VEM aims to create spaces of knowledge-exchange and research excellence around visual, embodied and art-based methodologies within, across and beyond the social sciences. Members of the network seek to explore, in a variety of ways, the interfaces of social science research and collaborative arts-based methodologies in knowledge production and communication. The network emerged from several existing research projects that examined a) the arts as a site of commemoration, transformation and reconciliation in transitional societies, and b) arts to create a language to communicate gendered and racialised marginalisation and experiences of structural violence.
Situating different arts-based research projects in active dialogue with each other led to an exploration of the added value of collaboration between researchers and artists on the one hand, and the interplay between theory and experience, and knowledge and the senses, on the other hand. Since 2018, the VEM has organised several such dialogic, visual and embodied exchanges and collaborations together with The Exchange space at Bush House, King’s College London, and the Arts Cabinet.

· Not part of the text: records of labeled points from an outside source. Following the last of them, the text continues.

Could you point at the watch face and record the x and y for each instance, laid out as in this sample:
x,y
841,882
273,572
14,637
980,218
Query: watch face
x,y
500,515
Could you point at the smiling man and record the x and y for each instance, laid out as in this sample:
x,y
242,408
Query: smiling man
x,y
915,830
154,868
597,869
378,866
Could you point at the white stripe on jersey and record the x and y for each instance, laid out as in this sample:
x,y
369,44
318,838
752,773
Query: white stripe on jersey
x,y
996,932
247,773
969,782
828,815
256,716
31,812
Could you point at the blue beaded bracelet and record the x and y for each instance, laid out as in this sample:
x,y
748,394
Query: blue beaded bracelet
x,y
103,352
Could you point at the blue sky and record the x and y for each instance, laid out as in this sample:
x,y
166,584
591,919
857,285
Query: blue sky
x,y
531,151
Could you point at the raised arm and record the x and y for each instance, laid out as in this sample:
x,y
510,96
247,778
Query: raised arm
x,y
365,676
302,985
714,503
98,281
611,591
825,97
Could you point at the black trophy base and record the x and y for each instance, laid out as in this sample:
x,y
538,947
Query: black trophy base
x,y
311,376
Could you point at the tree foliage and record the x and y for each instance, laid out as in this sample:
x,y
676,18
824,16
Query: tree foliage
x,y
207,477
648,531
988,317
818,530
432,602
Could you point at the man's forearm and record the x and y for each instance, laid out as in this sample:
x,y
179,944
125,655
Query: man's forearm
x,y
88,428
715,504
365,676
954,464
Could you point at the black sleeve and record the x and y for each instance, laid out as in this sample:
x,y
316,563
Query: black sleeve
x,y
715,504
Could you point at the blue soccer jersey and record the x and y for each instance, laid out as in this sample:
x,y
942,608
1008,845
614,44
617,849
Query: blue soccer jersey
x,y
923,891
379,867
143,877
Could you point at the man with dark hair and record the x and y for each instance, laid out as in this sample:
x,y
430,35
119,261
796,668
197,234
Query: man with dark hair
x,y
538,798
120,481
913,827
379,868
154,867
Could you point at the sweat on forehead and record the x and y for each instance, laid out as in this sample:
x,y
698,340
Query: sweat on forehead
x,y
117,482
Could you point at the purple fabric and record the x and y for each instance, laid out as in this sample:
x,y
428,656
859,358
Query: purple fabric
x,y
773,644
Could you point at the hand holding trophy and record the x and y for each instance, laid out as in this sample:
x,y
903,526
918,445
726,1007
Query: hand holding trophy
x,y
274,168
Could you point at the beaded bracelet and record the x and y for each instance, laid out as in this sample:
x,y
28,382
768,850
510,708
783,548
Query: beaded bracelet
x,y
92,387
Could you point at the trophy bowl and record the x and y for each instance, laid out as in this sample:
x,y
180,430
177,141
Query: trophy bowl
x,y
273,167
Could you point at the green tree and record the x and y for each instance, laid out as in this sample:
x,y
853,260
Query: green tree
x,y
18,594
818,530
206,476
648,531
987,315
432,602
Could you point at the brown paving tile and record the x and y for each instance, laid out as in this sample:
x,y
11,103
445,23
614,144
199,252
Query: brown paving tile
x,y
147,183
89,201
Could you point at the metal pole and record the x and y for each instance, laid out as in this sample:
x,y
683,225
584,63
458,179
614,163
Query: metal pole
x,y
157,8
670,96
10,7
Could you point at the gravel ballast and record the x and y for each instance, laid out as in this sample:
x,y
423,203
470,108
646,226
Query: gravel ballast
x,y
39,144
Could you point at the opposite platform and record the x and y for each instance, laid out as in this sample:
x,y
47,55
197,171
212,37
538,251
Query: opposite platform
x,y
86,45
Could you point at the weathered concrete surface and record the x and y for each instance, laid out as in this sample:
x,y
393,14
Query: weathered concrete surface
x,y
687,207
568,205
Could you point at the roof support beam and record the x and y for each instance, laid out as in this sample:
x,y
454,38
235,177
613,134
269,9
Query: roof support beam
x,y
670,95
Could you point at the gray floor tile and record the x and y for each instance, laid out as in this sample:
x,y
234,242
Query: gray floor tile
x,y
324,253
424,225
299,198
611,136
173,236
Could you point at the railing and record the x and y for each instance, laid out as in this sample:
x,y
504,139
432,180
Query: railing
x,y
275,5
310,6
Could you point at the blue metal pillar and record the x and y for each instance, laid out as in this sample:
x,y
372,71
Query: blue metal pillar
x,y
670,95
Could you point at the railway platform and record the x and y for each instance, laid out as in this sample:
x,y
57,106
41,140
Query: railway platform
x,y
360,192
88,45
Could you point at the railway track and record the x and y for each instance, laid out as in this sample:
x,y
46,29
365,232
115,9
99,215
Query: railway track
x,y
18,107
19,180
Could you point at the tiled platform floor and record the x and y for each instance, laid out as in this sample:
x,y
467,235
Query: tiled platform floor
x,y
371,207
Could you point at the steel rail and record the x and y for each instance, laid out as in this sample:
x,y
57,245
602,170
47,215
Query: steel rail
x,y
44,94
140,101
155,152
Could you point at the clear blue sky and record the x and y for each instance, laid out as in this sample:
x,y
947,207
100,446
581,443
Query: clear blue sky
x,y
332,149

A range of early-career and more experienced researchers and artists developed projects exploring questions first around gender and belonging through research projects on post-conflict commemoration in Peru, indigenous justice in Ecuador, energy use in Amazonian Brazil, queer identity in film, and violence against women. This was followed by a series of artist-researcher collaborations creating new insights on gendered marginalisation in Tajikistan, violence against women among Latin American migrant communities, right-wing speech in the UK, and the intelligibility of war-crimes and justice in the former Yugoslavia. Methodologies used were movement, poetry, performance, photography, illustration, visual arts, and film-still collage.
Imaging marginalisation and imagining social justice are the common threads through the themes and methodologies. As social scientists, working with artists allows for an entirely different angle to the questions our research raises. As such, following authors such as Eisner (2007), Barone and Eisner 2012), Leavy (2014) Springgay et al (2005), our arts-based research aims to increase our understandings of the social world beyond the world of scientific and scholarly language in search of liminal spaces created by the tensions between epistemological standpoints of artists and social science researchers (Finley 2007, 72).
Looking at and interpreting art is not the point; rather, it is the collaborative process between artist and researcher where new questions and understanding emerge. Imaging seeks to create something new from the collaboration between these two fields and ways of knowing, as well as to explore the benefits and potential challenges of such an approach. This seems particularly relevant to enhancing knowledge and understanding about social justice, as arts-based methods offer ameans of uncovering and accommodating multiple, complex, and often marginalised stories,and crucially for capturing paradox inherent in human responses.